Damals, als Chihiros Reise ins Zauberland in die Kinos kam, gehörte das Produktionsstudio Studio Ghibli in Japan bereits zu den wichtigsten Filmschmieden des Landes. Mit Prinzessin Mononoke und Mein Nachbar Totoro hatte Ghibli-Mastermind Hayaho Miazaki bereits in den 1990er Jahren auch im Westen auf sich aufmerksam machen können. Im Vergleich zu diesen Filmen besitzt Chihiro aber tatsächlich eine eher westliche Erzählstruktur und setzt sich nur oberflächlich gesehen mit rein traditionell japanischen Thematiken auseinander.
Allein in einer anderen Welt
Schon die Rahmenhandlung erinnert an ein Märchen aus dem Westen: Die zehnjährige Chihiro befindet sich mit ihren Eltern auf einer langen Autofahrt in eine neue Stadt. Als sich die Familie verfährt, landen sie vor einem geheimnisvollen Tor, dass über ein trockenes Flussbett zu einer Art verlassenen Geisterstadt führt. Dort finden sie ein leerstehendes Restaurant vor, in welchem sich die Eltern gierig auf das herumstehende Essen stürzen, wärend Chihiro besorgt die Gegend erkundet. Sie trifft auf den Jungen Haku, der sie warnt und dazu drängt, den Ort vor Sonnenuntergang zu verlassen. Als sie zurück bei ihren Eltern ankommt, muss sie jedoch mit Entsetzten feststellen, dass sich diese in der Zwischenzeit in mächtige Schweine verwandelt haben. Erneut kommt ihr Haku zu Hilfe und rät ihr, sich im Badehaus der Hexe Yubaba Arbeit zu suchen. Yubaba nimmt sie als Putzkraft in ihrem Spa voller Geister und Gespenster an, doch mithilfer ihrer Magie stiehlt sie einen Teil von Chihiros Namen. Haku mahnt Sie, dass sie nie ihren vollen Namen vergessen darf, wenn sie je wieder mit ihren Eltern in die Welt der Menschen zurückkehren will.
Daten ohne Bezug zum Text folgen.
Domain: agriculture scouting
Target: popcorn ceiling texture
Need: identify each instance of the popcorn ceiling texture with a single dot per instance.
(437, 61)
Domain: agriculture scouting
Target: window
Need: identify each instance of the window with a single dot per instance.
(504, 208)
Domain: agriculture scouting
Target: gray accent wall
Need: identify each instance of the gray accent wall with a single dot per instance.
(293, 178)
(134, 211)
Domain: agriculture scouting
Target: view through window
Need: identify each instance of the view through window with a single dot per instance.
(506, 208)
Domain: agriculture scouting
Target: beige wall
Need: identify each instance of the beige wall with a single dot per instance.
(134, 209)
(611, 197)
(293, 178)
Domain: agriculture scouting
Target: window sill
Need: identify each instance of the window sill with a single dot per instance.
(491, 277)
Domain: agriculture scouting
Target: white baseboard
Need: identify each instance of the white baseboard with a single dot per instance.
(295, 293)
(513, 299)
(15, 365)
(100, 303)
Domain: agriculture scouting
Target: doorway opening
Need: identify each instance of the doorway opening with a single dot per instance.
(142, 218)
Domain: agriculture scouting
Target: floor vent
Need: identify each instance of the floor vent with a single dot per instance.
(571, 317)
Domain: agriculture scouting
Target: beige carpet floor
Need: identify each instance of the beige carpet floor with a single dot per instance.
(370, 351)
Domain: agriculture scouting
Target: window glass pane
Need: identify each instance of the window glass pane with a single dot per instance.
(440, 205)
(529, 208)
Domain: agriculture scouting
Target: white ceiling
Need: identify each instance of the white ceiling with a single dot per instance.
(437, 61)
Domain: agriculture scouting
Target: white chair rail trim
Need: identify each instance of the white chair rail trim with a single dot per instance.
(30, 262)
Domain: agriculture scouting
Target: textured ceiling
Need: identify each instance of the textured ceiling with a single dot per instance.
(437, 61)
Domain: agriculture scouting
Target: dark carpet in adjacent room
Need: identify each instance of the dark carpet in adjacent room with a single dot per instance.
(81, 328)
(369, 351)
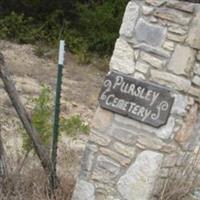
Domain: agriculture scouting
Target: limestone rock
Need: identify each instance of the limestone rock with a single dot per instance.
(108, 164)
(196, 80)
(138, 181)
(123, 149)
(129, 20)
(195, 92)
(169, 45)
(99, 138)
(84, 191)
(125, 136)
(155, 2)
(172, 16)
(123, 57)
(148, 33)
(186, 130)
(193, 37)
(165, 132)
(117, 157)
(177, 30)
(183, 6)
(198, 56)
(102, 119)
(180, 104)
(176, 38)
(171, 80)
(197, 68)
(138, 75)
(142, 67)
(147, 10)
(88, 157)
(152, 60)
(182, 60)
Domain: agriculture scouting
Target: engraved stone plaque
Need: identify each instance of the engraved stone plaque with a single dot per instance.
(137, 99)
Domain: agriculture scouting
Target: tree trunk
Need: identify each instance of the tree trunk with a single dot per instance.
(9, 86)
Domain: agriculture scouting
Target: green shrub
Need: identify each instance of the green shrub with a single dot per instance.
(42, 121)
(99, 24)
(88, 27)
(16, 27)
(74, 126)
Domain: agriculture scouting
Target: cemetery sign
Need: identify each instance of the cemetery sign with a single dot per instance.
(137, 99)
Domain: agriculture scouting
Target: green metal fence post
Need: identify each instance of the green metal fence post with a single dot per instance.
(56, 114)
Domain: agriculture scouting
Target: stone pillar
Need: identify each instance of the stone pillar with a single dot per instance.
(125, 159)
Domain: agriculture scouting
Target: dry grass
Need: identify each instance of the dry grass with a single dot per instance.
(26, 180)
(183, 180)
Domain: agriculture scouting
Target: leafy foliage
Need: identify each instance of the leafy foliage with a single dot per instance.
(88, 26)
(74, 126)
(41, 119)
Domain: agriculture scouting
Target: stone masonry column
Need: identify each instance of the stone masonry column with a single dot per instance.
(126, 159)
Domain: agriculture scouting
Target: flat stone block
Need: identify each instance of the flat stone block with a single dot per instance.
(139, 76)
(125, 136)
(182, 60)
(152, 60)
(123, 149)
(108, 164)
(180, 104)
(124, 161)
(173, 16)
(183, 6)
(147, 10)
(100, 139)
(169, 45)
(197, 68)
(155, 2)
(142, 67)
(129, 20)
(139, 179)
(195, 91)
(102, 119)
(122, 59)
(176, 38)
(148, 33)
(168, 79)
(193, 37)
(196, 80)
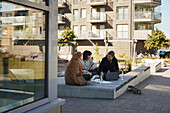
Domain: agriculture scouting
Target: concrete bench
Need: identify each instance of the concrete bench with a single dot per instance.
(155, 66)
(110, 90)
(23, 74)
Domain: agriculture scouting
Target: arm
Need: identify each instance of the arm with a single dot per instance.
(101, 66)
(115, 67)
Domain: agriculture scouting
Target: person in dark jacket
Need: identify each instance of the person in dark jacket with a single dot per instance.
(108, 64)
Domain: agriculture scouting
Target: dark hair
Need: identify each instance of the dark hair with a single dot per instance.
(112, 53)
(86, 54)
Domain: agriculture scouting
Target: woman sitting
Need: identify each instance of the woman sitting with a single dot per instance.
(88, 66)
(73, 72)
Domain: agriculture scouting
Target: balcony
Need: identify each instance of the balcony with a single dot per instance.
(147, 1)
(92, 36)
(18, 8)
(61, 3)
(97, 18)
(61, 19)
(96, 2)
(7, 20)
(142, 34)
(21, 20)
(147, 16)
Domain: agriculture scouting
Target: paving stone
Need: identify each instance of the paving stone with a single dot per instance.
(155, 98)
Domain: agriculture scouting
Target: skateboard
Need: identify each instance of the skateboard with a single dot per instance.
(135, 90)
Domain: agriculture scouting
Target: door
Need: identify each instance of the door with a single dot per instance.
(102, 31)
(102, 14)
(94, 13)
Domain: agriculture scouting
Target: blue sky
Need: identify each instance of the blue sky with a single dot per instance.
(164, 9)
(165, 25)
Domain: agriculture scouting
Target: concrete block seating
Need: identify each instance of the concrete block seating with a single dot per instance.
(155, 66)
(109, 90)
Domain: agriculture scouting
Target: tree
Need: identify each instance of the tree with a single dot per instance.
(67, 36)
(156, 40)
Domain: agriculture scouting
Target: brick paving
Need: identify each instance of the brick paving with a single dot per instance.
(155, 98)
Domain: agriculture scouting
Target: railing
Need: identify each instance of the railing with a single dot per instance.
(122, 0)
(21, 20)
(91, 35)
(142, 34)
(98, 16)
(148, 15)
(17, 7)
(7, 20)
(61, 18)
(96, 1)
(147, 1)
(61, 2)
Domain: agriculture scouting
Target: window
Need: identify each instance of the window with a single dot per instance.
(39, 17)
(75, 2)
(122, 13)
(83, 13)
(83, 30)
(42, 2)
(61, 30)
(122, 31)
(122, 0)
(75, 14)
(75, 29)
(22, 63)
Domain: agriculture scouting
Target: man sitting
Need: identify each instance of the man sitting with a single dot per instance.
(108, 64)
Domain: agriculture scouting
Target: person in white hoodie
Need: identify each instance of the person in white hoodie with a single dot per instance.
(88, 66)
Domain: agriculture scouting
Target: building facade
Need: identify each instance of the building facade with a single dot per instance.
(118, 22)
(28, 56)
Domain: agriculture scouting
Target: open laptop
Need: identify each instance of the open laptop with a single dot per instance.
(111, 76)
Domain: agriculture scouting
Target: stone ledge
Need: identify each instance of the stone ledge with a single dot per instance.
(55, 105)
(110, 90)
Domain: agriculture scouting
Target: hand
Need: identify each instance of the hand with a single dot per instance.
(89, 73)
(92, 68)
(102, 74)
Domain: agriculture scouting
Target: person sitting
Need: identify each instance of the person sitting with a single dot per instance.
(73, 73)
(108, 64)
(88, 66)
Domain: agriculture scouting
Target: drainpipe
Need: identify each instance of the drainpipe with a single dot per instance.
(131, 27)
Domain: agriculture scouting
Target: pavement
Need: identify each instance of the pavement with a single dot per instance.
(155, 98)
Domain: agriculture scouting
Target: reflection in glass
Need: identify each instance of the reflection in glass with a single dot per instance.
(22, 55)
(42, 2)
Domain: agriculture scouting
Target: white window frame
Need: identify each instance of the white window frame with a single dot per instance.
(122, 31)
(83, 31)
(76, 32)
(123, 14)
(83, 15)
(52, 40)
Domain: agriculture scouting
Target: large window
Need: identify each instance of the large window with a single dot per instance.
(75, 29)
(22, 55)
(122, 13)
(75, 15)
(42, 2)
(83, 30)
(75, 2)
(122, 0)
(122, 31)
(83, 13)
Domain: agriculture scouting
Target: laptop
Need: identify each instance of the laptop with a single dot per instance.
(111, 76)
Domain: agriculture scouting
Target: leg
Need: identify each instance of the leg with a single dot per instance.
(87, 77)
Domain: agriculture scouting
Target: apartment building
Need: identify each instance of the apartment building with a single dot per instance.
(119, 22)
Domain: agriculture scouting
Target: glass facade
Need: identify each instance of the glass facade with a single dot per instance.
(22, 55)
(122, 13)
(42, 2)
(122, 31)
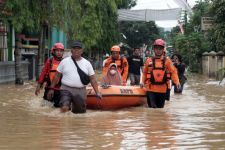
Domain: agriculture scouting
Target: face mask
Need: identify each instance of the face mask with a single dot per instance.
(112, 72)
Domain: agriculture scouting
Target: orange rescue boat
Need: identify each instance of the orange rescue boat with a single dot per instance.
(116, 97)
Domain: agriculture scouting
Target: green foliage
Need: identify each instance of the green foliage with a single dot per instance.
(138, 33)
(126, 4)
(193, 43)
(218, 9)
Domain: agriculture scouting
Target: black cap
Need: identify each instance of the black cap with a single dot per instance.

Aus dieser Exposition heraus spinnt Regisseur Myazaki einen grandios fantasievollen Animationsfilm, der einen sofort in seinen Bann zieht. Seien es die wunderschön kreativen Designs und Animationen der Geister und Monster, auf die Chihiro trifft, die stimmungsvolle und melancholische Musik oder die fantastischen, liebenswerten Charaktere: Alles an diesem Film trägt zu einer einmaligen Stimmung bei, die sich im Verlauf der Geschichte von traurig und melancholisch über euphorisch bis hin zur Nostalgie entwickelt und den Zuschauer konstant fesselt. Dabei erleben wir mit Chihiro die Reise durch die Augen einer Protagonistin, die im Vergleich zu anderen Jugendfilmen eine außergewöhnlich selbstständige und reflektierte Frauenfigur darstellt und bis zum Ende des Films eine Charakterentwicklung durchmacht, die in ihrer Tiefgründigkeit und Emotionalität in westlichen Produktionen nur selten zu sehen ist.
Aktuell wie eh und je
Auch heute noch beeindruckt außerdem die thematische Vielfalt und deren Tiefgang, die man in Chihiro finden kann. Auffällig ist besonders die Konsum-und Kapitalismuskritik, die durch die sklavenartigen Arbeitsverhältnisse im Badehaus und den Identitäts-Diebstahl durch die Hexe Yubaba zum Vorschein kommt. Doch auch Themen wie Umweltverschmutzung, den Einfluss der westlichen Welt auf das industrialisierte Japan und auch der Tod werden so gefühlvoll wie demütig mit Fragen über Freundschaft, Liebe und Zugehörigkeit verwoben, dass Chihiros Reise ins Zauberland auch kleine Kinder zum reflektieren anregt.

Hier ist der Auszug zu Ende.